Dialogue doesn’t form part of our idiosyncrasy. A portrait of the Cuban people isn’t painted with people having a conversation. We have chatterboxes of course, we have liars, the hypers, boasters, exaggerators on street corners, know-it-alls, people shouting when playing dominoes. But we don’t tend to be calm in our conversations, nor tend to have restraint when we are talking about heated issues.
However, anything can be learned. The Cuban people’s general culture can be channeled towards this energy. But it needs to be taught, just like when we learned narrative techniques on the Universidad para Todos TV show, when we received Italian language classes on Canal Educativo and we became experts in tropical cyclones after hundreds of classes on this subject.
A culture of peace, conflict mediation, respect for others, understanding the diversity in human culture, consideration for people’s different life stories, is needed to enter a different period in our history.
It isn’t a matter of emulating the Swiss, or Scandanavians, or Parliaments of noblemen in wigs.
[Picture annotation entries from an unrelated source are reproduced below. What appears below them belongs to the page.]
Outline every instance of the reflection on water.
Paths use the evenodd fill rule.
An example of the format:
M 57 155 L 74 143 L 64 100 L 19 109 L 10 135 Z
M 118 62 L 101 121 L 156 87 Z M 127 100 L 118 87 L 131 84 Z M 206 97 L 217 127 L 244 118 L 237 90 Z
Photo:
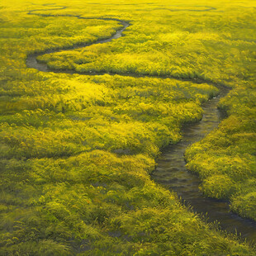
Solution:
M 187 172 L 185 167 L 183 154 L 186 149 L 218 126 L 221 114 L 217 109 L 217 104 L 220 97 L 226 93 L 227 90 L 224 90 L 220 96 L 203 105 L 202 120 L 184 127 L 183 140 L 164 149 L 157 162 L 152 178 L 177 192 L 185 204 L 192 206 L 194 211 L 206 214 L 210 221 L 217 220 L 222 229 L 232 233 L 240 233 L 248 241 L 256 241 L 256 223 L 230 212 L 229 205 L 225 201 L 204 197 L 198 189 L 200 179 L 197 175 Z

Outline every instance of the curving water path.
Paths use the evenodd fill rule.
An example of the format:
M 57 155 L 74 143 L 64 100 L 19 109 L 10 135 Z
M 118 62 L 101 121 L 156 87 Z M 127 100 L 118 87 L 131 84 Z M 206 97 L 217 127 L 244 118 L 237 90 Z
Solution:
M 220 222 L 222 230 L 240 234 L 243 239 L 255 242 L 256 223 L 230 212 L 227 201 L 205 197 L 198 189 L 201 180 L 196 174 L 187 171 L 183 157 L 189 145 L 217 128 L 223 117 L 223 114 L 217 108 L 217 104 L 228 91 L 223 88 L 218 97 L 204 103 L 201 121 L 184 126 L 182 140 L 164 149 L 157 161 L 158 164 L 152 173 L 152 178 L 173 190 L 185 205 L 192 206 L 194 211 L 206 216 L 209 221 Z
M 51 6 L 54 4 L 45 4 L 45 6 Z M 122 32 L 130 26 L 126 21 L 111 18 L 111 17 L 83 17 L 80 16 L 73 15 L 52 15 L 35 13 L 38 11 L 51 11 L 62 10 L 66 7 L 55 6 L 52 9 L 37 9 L 29 11 L 27 14 L 36 15 L 42 17 L 77 17 L 78 19 L 98 19 L 105 21 L 116 21 L 122 25 L 120 30 L 117 30 L 115 34 L 107 39 L 99 40 L 93 43 L 84 43 L 72 47 L 66 47 L 62 49 L 49 50 L 41 53 L 34 53 L 29 55 L 26 59 L 26 65 L 28 68 L 36 69 L 42 72 L 54 72 L 54 73 L 81 73 L 89 75 L 99 75 L 104 73 L 88 72 L 79 73 L 75 70 L 55 70 L 48 68 L 45 63 L 40 63 L 36 60 L 39 55 L 56 53 L 64 50 L 78 49 L 86 47 L 95 44 L 102 44 L 109 42 L 112 40 L 122 36 Z M 215 10 L 215 8 L 208 7 L 206 10 L 197 10 L 197 12 L 206 12 Z M 109 73 L 115 74 L 115 73 Z M 136 73 L 121 73 L 120 75 L 133 76 L 133 77 L 145 77 L 145 75 L 140 75 Z M 153 76 L 150 76 L 153 77 Z M 155 76 L 157 77 L 157 76 Z M 165 76 L 165 78 L 169 76 Z M 164 77 L 162 77 L 164 78 Z M 185 80 L 178 78 L 179 80 Z M 189 80 L 189 79 L 188 79 Z M 192 80 L 192 79 L 190 79 Z M 194 83 L 209 83 L 201 79 L 193 79 Z M 217 104 L 221 97 L 224 97 L 228 92 L 228 89 L 221 87 L 220 95 L 209 100 L 202 106 L 204 115 L 201 121 L 184 126 L 183 129 L 183 140 L 177 145 L 171 145 L 165 148 L 163 154 L 158 159 L 158 165 L 156 169 L 152 173 L 152 178 L 163 185 L 167 186 L 170 190 L 173 190 L 177 194 L 182 197 L 185 204 L 192 206 L 193 211 L 202 215 L 206 215 L 210 221 L 219 221 L 220 227 L 223 230 L 231 233 L 241 234 L 242 238 L 246 238 L 249 241 L 256 241 L 256 223 L 249 220 L 243 219 L 233 212 L 229 211 L 229 203 L 226 201 L 211 199 L 203 197 L 199 191 L 198 186 L 201 183 L 200 179 L 197 175 L 192 174 L 186 169 L 186 163 L 184 161 L 183 154 L 191 144 L 200 140 L 205 137 L 211 130 L 216 128 L 221 121 L 221 113 L 217 109 Z

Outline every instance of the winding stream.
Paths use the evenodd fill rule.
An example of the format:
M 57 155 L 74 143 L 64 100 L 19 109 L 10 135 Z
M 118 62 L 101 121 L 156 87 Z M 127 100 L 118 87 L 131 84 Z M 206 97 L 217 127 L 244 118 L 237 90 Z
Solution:
M 45 4 L 45 6 L 51 6 L 53 4 Z M 71 17 L 78 19 L 98 19 L 105 21 L 116 21 L 122 25 L 121 29 L 117 30 L 110 38 L 99 40 L 96 42 L 88 44 L 79 44 L 72 47 L 62 49 L 49 50 L 41 53 L 34 53 L 27 56 L 26 65 L 28 68 L 36 69 L 42 72 L 54 73 L 81 73 L 89 75 L 99 75 L 104 73 L 79 73 L 75 70 L 55 70 L 48 68 L 45 63 L 40 63 L 36 60 L 39 55 L 50 53 L 56 53 L 64 50 L 78 49 L 86 47 L 95 44 L 102 44 L 109 42 L 112 40 L 122 36 L 122 32 L 130 26 L 130 23 L 126 21 L 111 18 L 111 17 L 82 17 L 80 16 L 72 15 L 51 15 L 35 13 L 37 11 L 50 11 L 65 9 L 66 7 L 55 6 L 52 9 L 39 9 L 29 11 L 29 15 L 37 15 L 42 17 Z M 206 10 L 198 10 L 198 12 L 211 11 L 214 8 L 208 7 Z M 115 74 L 115 73 L 109 73 Z M 135 73 L 121 73 L 120 75 L 145 77 Z M 153 76 L 151 76 L 153 77 Z M 157 77 L 157 76 L 155 76 Z M 168 77 L 168 76 L 166 76 Z M 162 77 L 163 78 L 163 77 Z M 183 79 L 180 79 L 183 80 Z M 183 79 L 184 80 L 184 79 Z M 194 79 L 194 83 L 207 83 L 200 79 Z M 192 174 L 186 169 L 186 163 L 183 154 L 185 149 L 191 144 L 200 140 L 205 137 L 211 130 L 216 128 L 221 121 L 221 113 L 217 109 L 217 104 L 221 97 L 224 97 L 228 92 L 228 89 L 222 88 L 220 93 L 216 98 L 209 100 L 204 103 L 202 108 L 204 115 L 202 120 L 196 124 L 184 126 L 183 129 L 183 138 L 177 145 L 170 145 L 164 150 L 163 154 L 158 159 L 158 165 L 154 172 L 152 173 L 152 178 L 163 185 L 167 186 L 170 190 L 173 190 L 178 197 L 182 197 L 185 204 L 192 206 L 193 211 L 197 213 L 201 213 L 207 216 L 210 221 L 220 222 L 220 227 L 228 232 L 241 234 L 242 238 L 246 238 L 249 241 L 256 241 L 256 223 L 249 220 L 243 219 L 233 212 L 229 211 L 229 203 L 226 201 L 204 197 L 199 191 L 198 186 L 201 183 L 200 179 L 197 175 Z

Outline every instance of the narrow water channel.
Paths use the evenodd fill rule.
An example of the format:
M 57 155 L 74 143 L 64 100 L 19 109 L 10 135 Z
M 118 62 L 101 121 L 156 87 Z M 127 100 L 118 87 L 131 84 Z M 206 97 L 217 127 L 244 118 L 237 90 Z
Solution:
M 46 4 L 45 4 L 46 5 Z M 47 4 L 54 5 L 54 4 Z M 37 61 L 37 57 L 45 54 L 56 53 L 69 49 L 78 49 L 86 47 L 95 44 L 103 44 L 112 40 L 122 36 L 122 32 L 130 26 L 130 23 L 126 21 L 119 20 L 111 17 L 82 17 L 79 16 L 72 15 L 53 15 L 53 14 L 40 14 L 35 12 L 37 11 L 50 11 L 64 9 L 65 7 L 55 7 L 53 9 L 31 10 L 27 14 L 36 15 L 42 17 L 77 17 L 78 19 L 99 19 L 107 21 L 119 21 L 122 27 L 116 31 L 108 39 L 99 40 L 92 44 L 81 44 L 73 45 L 72 47 L 66 47 L 64 49 L 49 50 L 41 53 L 32 53 L 27 56 L 26 65 L 28 68 L 36 69 L 42 72 L 54 72 L 54 73 L 81 73 L 75 70 L 55 70 L 49 69 L 45 63 Z M 209 10 L 205 10 L 209 11 Z M 99 75 L 104 73 L 88 72 L 81 74 Z M 114 73 L 109 73 L 114 74 Z M 140 75 L 136 73 L 121 73 L 120 75 L 132 76 L 132 77 L 149 77 L 147 75 Z M 154 77 L 154 76 L 151 76 Z M 154 76 L 158 77 L 158 76 Z M 180 79 L 183 80 L 183 79 Z M 196 81 L 192 81 L 196 82 Z M 201 81 L 203 82 L 203 81 Z M 207 82 L 205 82 L 207 83 Z M 221 97 L 227 93 L 228 90 L 223 88 L 220 95 L 213 98 L 205 104 L 202 108 L 204 110 L 204 116 L 202 120 L 196 124 L 189 124 L 183 130 L 183 138 L 176 144 L 171 145 L 164 149 L 163 154 L 158 160 L 158 166 L 155 171 L 152 173 L 152 178 L 163 185 L 167 186 L 170 190 L 177 192 L 178 197 L 182 197 L 185 204 L 192 206 L 194 211 L 206 215 L 209 221 L 218 220 L 223 230 L 228 232 L 241 234 L 242 238 L 246 238 L 249 241 L 255 241 L 256 243 L 256 223 L 249 220 L 243 219 L 236 214 L 229 211 L 229 205 L 225 201 L 214 200 L 204 197 L 202 193 L 198 190 L 200 185 L 200 179 L 197 175 L 187 172 L 186 169 L 186 163 L 184 161 L 183 154 L 186 149 L 200 140 L 206 136 L 211 130 L 216 128 L 221 121 L 221 113 L 217 109 L 217 104 Z
M 222 90 L 218 97 L 203 104 L 201 121 L 185 126 L 183 140 L 164 149 L 151 177 L 156 183 L 174 191 L 186 205 L 192 206 L 194 211 L 206 216 L 209 221 L 217 220 L 223 230 L 241 234 L 241 237 L 248 241 L 256 242 L 256 223 L 230 212 L 228 202 L 205 197 L 198 189 L 201 183 L 199 178 L 187 171 L 183 157 L 190 145 L 201 140 L 218 126 L 222 115 L 217 109 L 217 104 L 227 92 L 227 89 Z

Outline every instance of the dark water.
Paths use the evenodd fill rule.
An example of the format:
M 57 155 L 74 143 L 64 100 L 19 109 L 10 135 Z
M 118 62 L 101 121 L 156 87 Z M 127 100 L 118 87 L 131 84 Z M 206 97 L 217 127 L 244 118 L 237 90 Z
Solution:
M 218 126 L 223 115 L 217 109 L 217 104 L 226 92 L 227 90 L 224 90 L 217 97 L 206 102 L 202 120 L 184 127 L 183 140 L 164 150 L 152 178 L 174 191 L 182 201 L 185 201 L 185 204 L 192 206 L 194 211 L 206 215 L 209 221 L 217 220 L 223 230 L 240 233 L 242 238 L 253 242 L 256 241 L 256 223 L 230 212 L 228 202 L 205 197 L 198 189 L 200 179 L 187 170 L 183 158 L 190 145 L 201 140 Z
M 47 4 L 53 5 L 53 4 Z M 45 4 L 46 6 L 46 4 Z M 46 10 L 32 10 L 28 12 L 30 15 L 37 15 L 43 17 L 55 17 L 55 15 L 35 13 L 37 11 L 50 11 L 64 9 L 65 7 L 55 6 L 53 9 Z M 205 10 L 210 11 L 210 10 Z M 78 49 L 86 47 L 95 44 L 102 44 L 109 42 L 112 40 L 120 38 L 123 36 L 122 32 L 130 26 L 130 23 L 126 21 L 116 18 L 103 18 L 103 17 L 81 17 L 79 16 L 70 15 L 57 15 L 60 17 L 72 17 L 78 19 L 99 19 L 99 20 L 111 20 L 116 21 L 122 25 L 121 29 L 118 30 L 110 38 L 99 40 L 92 44 L 81 44 L 66 47 L 64 49 L 50 50 L 41 53 L 34 53 L 28 55 L 26 65 L 28 68 L 36 69 L 42 72 L 54 73 L 80 73 L 75 70 L 55 70 L 47 67 L 46 64 L 39 63 L 36 58 L 49 53 L 59 52 L 64 50 Z M 83 74 L 99 75 L 104 73 L 83 73 Z M 110 73 L 114 74 L 114 73 Z M 120 75 L 132 76 L 132 77 L 145 77 L 136 73 L 122 73 Z M 153 77 L 153 76 L 151 76 Z M 154 76 L 156 77 L 156 76 Z M 168 76 L 167 76 L 168 77 Z M 182 79 L 181 79 L 182 80 Z M 197 80 L 192 82 L 197 83 Z M 199 81 L 197 83 L 207 83 L 207 81 Z M 249 241 L 256 241 L 256 223 L 251 220 L 243 219 L 237 215 L 229 211 L 229 205 L 225 201 L 206 198 L 199 192 L 198 186 L 200 180 L 197 175 L 192 174 L 186 169 L 186 163 L 183 154 L 185 149 L 191 144 L 200 140 L 206 136 L 211 130 L 216 128 L 221 120 L 221 114 L 217 110 L 217 103 L 220 98 L 227 93 L 227 90 L 221 89 L 220 94 L 203 105 L 204 116 L 202 120 L 197 123 L 189 125 L 183 129 L 183 138 L 177 145 L 169 145 L 167 147 L 158 160 L 158 166 L 155 171 L 152 173 L 152 178 L 161 184 L 166 185 L 171 190 L 173 190 L 182 197 L 185 204 L 189 204 L 193 210 L 197 213 L 206 215 L 210 221 L 218 220 L 223 230 L 229 232 L 241 234 L 242 238 L 246 238 Z

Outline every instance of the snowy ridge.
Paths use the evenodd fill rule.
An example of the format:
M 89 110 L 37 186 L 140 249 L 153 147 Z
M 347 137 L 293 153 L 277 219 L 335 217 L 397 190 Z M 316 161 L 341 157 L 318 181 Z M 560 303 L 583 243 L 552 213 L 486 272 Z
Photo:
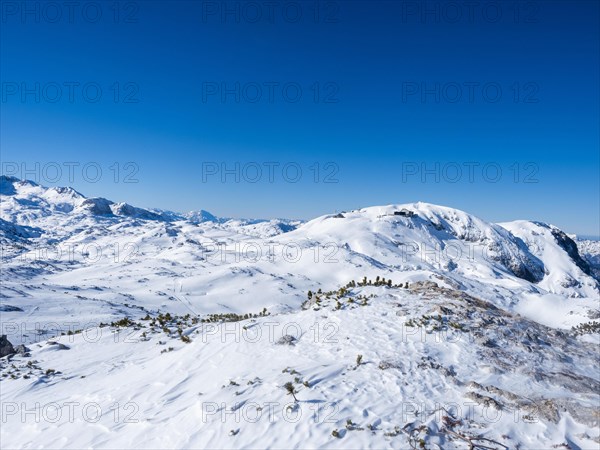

It’s rather a matter of learning from the intelligence, calmness and tolerance of those who have been arguing key issues in their countries for a long time. Meanwhile, our lawmakers and politicians don’t even do this even to play the game.
Experts in certain issues are not the only ones with the right to debate. We all have the right to speak, to say what we think, to identify our mistakes, to discover when we hit the nail on the head. Likewise, to hear arguments from those who think differently and to make our own decisions. Deciding for ourselves where and how we are on the political spectrum.
Maybe this is dialogue’s main enemy here in Cuba. Dialogue may lead to people making decisions that are different to what the ruling class wants. Dialogue might teach us that we also need to listen to other voices. Maybe the enemies of dialogue don’t want to lose their monopoly control of the political landscape, of loudspeakers, of shop windows. However, dialogue is preferible than standing stuck in quicksand.